Unusual VIX Futures Structure Raises Concern
Sevens Research highlights the abnormal structure in VIX futures. The futures curve is currently in backwardation, where the October contract is trading at a premium to the November contract, as further explained by Reuters. This is uncommon, as typically, longer-duration futures trade at higher prices due to their greater associated risk. The inversion suggests that traders are preparing for a significant increase in market volatility before the October contract’s expiration in mid-October.
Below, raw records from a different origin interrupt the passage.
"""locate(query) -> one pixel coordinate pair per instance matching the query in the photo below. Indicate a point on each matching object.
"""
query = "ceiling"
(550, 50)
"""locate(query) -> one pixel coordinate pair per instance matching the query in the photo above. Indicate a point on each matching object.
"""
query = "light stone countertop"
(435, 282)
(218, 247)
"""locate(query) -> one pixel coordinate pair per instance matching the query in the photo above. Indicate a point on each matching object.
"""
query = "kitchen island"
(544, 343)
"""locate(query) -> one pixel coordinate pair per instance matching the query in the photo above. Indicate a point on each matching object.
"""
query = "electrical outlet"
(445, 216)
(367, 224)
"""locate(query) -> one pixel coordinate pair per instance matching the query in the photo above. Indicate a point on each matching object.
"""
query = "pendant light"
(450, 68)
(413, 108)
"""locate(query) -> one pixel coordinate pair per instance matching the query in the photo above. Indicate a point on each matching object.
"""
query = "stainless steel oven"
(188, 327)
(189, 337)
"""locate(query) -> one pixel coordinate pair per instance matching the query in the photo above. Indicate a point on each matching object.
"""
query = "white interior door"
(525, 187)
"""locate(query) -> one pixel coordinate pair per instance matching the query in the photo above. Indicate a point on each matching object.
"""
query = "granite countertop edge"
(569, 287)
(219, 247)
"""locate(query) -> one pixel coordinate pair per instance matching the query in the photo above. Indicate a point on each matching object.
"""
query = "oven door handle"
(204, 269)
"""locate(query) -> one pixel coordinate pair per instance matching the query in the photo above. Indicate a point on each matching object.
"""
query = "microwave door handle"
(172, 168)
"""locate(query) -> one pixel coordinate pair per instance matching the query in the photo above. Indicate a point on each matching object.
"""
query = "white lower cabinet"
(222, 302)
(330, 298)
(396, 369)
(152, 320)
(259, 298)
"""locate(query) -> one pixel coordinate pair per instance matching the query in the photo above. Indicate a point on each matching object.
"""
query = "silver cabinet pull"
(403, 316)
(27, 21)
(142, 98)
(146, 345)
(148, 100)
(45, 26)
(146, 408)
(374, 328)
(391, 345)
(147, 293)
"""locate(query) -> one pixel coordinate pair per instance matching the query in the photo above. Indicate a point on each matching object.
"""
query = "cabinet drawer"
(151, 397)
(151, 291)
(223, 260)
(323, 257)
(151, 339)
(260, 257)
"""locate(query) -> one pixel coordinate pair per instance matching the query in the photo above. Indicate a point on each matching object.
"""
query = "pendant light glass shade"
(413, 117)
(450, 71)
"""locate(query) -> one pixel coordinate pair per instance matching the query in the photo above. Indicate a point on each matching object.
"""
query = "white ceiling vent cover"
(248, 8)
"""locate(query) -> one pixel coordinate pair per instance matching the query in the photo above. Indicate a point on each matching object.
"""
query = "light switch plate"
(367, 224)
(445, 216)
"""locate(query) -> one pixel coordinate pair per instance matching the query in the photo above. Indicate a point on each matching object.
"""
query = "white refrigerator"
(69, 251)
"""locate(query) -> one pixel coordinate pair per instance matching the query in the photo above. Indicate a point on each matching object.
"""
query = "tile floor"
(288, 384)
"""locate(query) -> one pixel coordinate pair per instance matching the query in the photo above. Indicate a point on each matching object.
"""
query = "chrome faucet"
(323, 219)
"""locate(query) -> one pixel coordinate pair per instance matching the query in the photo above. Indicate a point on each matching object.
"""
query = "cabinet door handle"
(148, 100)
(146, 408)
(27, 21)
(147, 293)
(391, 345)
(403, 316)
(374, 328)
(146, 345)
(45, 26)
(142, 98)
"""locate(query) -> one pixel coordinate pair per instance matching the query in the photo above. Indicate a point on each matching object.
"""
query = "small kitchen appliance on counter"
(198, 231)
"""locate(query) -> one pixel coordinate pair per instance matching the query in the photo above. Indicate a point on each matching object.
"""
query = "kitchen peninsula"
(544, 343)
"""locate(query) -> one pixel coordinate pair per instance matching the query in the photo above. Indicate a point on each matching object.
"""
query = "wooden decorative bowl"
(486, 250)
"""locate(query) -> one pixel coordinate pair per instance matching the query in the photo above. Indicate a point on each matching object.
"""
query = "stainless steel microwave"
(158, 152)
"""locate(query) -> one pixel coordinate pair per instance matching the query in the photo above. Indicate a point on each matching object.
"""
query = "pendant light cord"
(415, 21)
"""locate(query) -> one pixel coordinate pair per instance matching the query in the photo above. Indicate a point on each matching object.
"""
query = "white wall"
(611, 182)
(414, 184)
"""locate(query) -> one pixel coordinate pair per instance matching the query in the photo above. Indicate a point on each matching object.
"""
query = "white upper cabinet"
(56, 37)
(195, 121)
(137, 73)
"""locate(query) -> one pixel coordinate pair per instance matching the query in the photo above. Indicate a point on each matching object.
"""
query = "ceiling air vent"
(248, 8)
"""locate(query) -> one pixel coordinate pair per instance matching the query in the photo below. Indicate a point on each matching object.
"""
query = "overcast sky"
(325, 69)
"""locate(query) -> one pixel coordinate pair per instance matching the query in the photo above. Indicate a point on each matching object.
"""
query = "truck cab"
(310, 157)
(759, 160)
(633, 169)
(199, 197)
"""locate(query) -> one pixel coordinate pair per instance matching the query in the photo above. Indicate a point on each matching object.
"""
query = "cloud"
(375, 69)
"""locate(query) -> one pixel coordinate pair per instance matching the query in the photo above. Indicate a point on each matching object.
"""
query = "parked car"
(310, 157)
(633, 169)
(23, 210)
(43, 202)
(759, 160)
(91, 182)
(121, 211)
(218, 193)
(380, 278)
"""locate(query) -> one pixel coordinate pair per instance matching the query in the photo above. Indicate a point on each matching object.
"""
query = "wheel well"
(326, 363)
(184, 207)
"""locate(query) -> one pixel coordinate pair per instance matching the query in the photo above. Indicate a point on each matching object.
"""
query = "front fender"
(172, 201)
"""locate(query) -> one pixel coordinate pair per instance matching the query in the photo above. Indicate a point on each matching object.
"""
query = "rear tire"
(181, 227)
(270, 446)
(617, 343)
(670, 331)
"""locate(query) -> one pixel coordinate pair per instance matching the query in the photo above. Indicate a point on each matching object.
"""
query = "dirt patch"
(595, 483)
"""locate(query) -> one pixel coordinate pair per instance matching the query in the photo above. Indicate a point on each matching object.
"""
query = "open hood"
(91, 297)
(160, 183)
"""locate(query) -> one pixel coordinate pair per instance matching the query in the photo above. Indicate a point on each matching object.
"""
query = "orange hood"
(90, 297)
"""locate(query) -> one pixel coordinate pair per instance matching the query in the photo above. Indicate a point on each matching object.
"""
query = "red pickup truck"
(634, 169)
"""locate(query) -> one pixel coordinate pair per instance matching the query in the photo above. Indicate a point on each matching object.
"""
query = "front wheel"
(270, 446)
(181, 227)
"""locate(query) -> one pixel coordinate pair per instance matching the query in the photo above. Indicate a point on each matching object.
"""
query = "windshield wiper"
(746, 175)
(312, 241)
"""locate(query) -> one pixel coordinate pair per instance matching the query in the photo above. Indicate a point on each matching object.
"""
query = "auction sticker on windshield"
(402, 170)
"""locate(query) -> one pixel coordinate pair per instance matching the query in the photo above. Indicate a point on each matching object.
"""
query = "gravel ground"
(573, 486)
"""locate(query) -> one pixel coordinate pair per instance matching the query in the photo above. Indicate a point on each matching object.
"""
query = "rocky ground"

Indicators to Monitor for Market Movement
The Sevens Report advises investors to monitor three key developments: a rise in the VIX above the 24 level, which would indicate heightened volatility; normalization of the VIX futures curve, a potential positive signal for equities; or a growing premium between the October and November contracts. If the premium between the two contracts widens, it may indicate increasing risk of a market selloff that could send the S&P 500 back to its early September levels or potentially revisit early August lows.
Conclusion: Be Alert for Volatility Signs
The Sevens Report suggests keeping a close eye on these indicators over the next few weeks, as they may serve as early warning signs for market changes. With potential volatility on the horizon, investors should stay alert for potential shifts in market dynamics.